Luca Sapio wuchs in mittelständischen Verhältnissen in einer italienischen Kleinstadt auf, eine glückliche, normale Kindheit, könnte man meinen. Aber mit 14 erkrankte er an Krebs, wurde jahrelang immer wieder in verschiedenen Spezialkliniken behandelt. Eine einschneidende Erfahrung, die auch seine Musik bis heute prägt.
"Das Einzige was mir in dieser harten Zeit geholfen hat, war Musik zu hören. In der Plattensammlung meine Vaters fand ich eine Platte von Memphis Slim, und auf der Innenseite des Covers stand der schöne Satz: 'You can’t sing the blues unless you have lived the blues'. Ich war zu dieser Zeit sehr krank, ich hatte selber den Blues! Da wurde mir klar, dass ich gerade eine 'Blues-situation' (engl.) durchmachte. Ich habe Memphis Slim also viel zu verdanken!"
Retro-Soul-Mixtur
Egal ob Memphis Slim oder Muddy Waters – auf Luca Sapios zweitem Album lässt sich nicht leugnen, aus welchen Quellen sich die Songs speisen. Rhythm & Blues, Memphis Sound, eine Prise JJ. Cale und The Doors – fertig ist die Retro-Soul-Mixtur.
Allerdings saß auch dieses Mal wieder ein Mann am Mischpult, der sich darauf spezialisiert hat, Neues "alt" klingen zu lassen: Thomas Brenneck, Produzent von Größen wie Sharon Jones. In seinem Studio in Brooklyn,New York wurde "Everyday Is Gonna Be The Day" aufgenommen.
"Ich war im Tempel dieser ganzen Retro-Soul-Bewegung! Es war eine großartige Erfahrung, mit diesen Typen zusammen zu arbeiten, die den Stil der alten Soul-Platten perfektioniert hatten – von legendären Plattenfirmen wie Hi Records, Motown oder Stax. Wir Italiener haben den Amerikanern wirklich völlig vertraut – das waren für uns die Meister!"

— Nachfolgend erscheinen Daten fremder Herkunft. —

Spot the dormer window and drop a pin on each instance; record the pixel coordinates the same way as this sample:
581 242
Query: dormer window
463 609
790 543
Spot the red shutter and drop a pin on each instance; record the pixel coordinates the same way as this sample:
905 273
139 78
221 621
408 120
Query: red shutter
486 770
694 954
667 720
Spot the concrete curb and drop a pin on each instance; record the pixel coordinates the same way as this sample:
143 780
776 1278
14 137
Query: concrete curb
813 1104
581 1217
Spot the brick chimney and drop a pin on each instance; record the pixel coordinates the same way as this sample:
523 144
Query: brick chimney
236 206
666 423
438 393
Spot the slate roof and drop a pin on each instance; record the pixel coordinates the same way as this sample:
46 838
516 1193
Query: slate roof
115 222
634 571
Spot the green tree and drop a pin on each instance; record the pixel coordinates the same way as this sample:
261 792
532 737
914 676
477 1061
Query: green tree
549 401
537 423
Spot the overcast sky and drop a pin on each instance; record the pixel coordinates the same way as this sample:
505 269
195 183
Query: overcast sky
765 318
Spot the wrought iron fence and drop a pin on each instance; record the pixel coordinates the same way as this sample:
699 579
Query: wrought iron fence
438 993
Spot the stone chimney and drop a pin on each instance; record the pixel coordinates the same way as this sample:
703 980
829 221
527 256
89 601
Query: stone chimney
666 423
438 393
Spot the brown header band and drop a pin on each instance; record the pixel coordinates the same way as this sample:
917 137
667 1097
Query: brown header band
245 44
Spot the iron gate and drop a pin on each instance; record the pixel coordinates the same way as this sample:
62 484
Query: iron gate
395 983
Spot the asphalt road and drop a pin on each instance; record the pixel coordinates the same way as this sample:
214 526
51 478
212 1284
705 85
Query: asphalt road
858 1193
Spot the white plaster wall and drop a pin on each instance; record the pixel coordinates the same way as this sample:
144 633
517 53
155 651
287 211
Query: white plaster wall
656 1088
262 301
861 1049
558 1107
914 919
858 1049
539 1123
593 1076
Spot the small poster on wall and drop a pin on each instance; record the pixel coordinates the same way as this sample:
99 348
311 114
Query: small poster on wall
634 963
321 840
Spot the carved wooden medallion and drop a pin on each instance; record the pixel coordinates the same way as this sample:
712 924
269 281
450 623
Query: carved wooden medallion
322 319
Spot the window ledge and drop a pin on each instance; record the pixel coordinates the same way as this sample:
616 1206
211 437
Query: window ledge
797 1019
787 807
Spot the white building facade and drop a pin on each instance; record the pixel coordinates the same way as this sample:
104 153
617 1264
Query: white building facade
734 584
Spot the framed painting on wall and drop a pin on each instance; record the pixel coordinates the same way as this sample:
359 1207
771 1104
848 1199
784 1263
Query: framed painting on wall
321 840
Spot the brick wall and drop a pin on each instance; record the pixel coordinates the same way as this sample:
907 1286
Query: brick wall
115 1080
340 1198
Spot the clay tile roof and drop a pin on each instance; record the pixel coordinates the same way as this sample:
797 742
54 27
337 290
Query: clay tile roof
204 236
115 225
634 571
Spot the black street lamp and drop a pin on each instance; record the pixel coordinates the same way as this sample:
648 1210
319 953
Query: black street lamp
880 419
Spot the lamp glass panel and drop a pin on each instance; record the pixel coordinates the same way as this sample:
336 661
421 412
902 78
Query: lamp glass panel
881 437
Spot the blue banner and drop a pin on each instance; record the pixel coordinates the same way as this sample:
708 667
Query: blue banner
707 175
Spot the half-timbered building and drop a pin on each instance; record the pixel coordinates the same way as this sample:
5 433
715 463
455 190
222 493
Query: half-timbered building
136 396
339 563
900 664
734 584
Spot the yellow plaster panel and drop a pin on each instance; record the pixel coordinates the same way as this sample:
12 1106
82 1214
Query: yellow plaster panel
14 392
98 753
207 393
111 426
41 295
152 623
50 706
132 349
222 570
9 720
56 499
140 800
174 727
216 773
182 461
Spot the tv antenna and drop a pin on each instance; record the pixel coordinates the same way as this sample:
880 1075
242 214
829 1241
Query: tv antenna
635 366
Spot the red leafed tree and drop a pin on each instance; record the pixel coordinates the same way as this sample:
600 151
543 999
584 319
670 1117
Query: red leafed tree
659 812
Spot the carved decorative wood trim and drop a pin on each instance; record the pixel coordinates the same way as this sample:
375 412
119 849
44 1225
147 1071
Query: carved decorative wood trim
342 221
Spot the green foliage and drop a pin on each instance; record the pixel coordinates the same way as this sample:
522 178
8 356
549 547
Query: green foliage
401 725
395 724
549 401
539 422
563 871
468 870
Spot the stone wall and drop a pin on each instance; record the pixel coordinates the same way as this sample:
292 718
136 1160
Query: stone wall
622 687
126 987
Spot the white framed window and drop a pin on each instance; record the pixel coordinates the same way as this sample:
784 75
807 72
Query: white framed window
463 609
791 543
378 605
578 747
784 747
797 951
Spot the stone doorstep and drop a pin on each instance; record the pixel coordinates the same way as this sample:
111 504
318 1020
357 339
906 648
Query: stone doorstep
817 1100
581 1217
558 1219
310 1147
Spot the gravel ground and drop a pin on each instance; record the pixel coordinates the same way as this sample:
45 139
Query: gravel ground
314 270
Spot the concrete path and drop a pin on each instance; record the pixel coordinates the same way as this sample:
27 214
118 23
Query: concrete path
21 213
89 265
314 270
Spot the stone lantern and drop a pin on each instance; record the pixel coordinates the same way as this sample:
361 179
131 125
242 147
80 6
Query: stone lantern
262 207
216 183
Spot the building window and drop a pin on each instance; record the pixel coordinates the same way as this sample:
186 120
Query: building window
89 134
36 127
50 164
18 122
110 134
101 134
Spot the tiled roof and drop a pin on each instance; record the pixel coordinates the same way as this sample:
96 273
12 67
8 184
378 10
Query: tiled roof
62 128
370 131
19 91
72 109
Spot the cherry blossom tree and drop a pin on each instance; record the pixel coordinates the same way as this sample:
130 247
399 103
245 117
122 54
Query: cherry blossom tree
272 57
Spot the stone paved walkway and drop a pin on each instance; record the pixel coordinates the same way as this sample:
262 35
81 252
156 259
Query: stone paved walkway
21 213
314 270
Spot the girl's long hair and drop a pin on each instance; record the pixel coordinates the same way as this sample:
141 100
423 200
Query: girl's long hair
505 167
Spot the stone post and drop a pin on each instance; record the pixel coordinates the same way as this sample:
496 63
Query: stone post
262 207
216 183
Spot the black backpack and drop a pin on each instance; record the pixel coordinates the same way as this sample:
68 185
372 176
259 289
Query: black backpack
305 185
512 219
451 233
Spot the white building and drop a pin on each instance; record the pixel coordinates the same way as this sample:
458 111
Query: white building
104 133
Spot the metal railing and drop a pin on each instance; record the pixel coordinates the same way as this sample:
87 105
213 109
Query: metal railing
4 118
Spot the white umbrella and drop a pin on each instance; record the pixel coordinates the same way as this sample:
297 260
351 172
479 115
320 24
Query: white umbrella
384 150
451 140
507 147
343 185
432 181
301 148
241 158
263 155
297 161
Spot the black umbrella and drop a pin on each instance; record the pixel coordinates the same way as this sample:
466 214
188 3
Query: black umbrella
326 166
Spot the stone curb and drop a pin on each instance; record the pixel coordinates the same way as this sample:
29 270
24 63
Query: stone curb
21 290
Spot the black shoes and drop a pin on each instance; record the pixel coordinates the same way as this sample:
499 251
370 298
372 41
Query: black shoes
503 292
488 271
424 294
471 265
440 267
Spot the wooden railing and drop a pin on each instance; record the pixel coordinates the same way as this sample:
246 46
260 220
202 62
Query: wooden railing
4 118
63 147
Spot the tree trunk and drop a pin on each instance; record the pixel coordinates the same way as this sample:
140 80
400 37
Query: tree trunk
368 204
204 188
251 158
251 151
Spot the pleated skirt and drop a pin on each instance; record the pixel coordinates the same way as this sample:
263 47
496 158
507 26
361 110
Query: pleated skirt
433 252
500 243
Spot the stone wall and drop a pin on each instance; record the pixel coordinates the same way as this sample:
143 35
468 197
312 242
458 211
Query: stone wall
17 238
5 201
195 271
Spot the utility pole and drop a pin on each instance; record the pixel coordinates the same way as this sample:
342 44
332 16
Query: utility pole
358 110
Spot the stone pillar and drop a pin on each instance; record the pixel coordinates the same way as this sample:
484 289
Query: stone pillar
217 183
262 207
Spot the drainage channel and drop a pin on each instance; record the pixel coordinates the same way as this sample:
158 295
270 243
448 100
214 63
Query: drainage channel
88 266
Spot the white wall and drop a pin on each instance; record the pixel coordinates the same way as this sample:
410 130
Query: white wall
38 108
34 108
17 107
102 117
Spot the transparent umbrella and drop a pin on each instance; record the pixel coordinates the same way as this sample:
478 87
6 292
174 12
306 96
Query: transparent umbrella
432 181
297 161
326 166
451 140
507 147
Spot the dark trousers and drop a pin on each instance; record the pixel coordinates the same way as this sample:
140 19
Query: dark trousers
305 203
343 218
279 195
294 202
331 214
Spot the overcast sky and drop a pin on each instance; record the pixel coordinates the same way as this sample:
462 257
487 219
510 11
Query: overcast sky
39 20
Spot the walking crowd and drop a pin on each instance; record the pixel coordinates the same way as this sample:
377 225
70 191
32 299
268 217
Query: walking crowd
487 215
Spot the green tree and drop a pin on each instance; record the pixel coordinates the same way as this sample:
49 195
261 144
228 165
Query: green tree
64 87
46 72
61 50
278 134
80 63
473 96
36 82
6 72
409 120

Auch wenn Luca Sapio immer wieder von den amerikanischen Vorbildern schwärmt, so ist er doch fest in der italienischen Kultur verwurzelt. Er schwört auf Filmkomponisten wie Ennio Morricone oder Piero Piccioni, auf die italienische Beat- und Psychedelic-Szene der 60er. Und er beschäftigt sich in seinen neuen Songs ganz explizit mit der politischen Lage in seinem Heimatland.
"Wir stecken in einer großen Krise, davon könnt ihr ja ständig in der Zeitung lesen. Italien ist in Gefahr, die wirtschaftliche Lage ist so schlecht wie in der Zeit des Zweiten Weltkriegs. Viele meinen, man solle das Land verlassen, Italien habe keine Zukunft mehr. Das ist vor allem für die jungen Leute sehr entmutigend. Ich finde, man darf die Hoffnung nicht aufgeben. Deshalb singe ich im Titelsong 'Everyday Is Gonna Be The Day' ja auch: Jeder Tag ist ein neuer Tag, um die schlechte Lage durchzustehen."
Der einzige Soulsänger Italiens
Luca Sapio mag nur ein kleiner Fisch im großen Retro Soul-Teich sein, er ist aber wahrscheinlich auch der einzige Soulsänger Italiens, der diese Bezeichnung wirklich verdient. Seine kehlige, leidende Stimme erinnert an Größen wie Al Green oder Charles Bradley, seine Band The Dark Shadows zaubert dazu einen Klangteppich, der den Geist der 60er und 70er Jahre heraufbeschwört.
Einzig und allein das italienische Publikum, das sei noch schwer zu knacken. Aber auch hier bleibt Luca Sapio am Ende ganz optimistisch.
"Die Leute sind es leid, Musik zu hören, die überproduziert ist und nach Plastik klingt. Sie wollen in einen Club oder auf ein Festival gehen, wollen den Sänger richtig schwitzen sehen. Und Soul ist eben 'echt', Mann. Das ist der Klang der Seele! Jetzt ist genau die richtige Zeit um Musik zu machen, die ehrlich, wahrhaftig und 'real' (engl.) ist."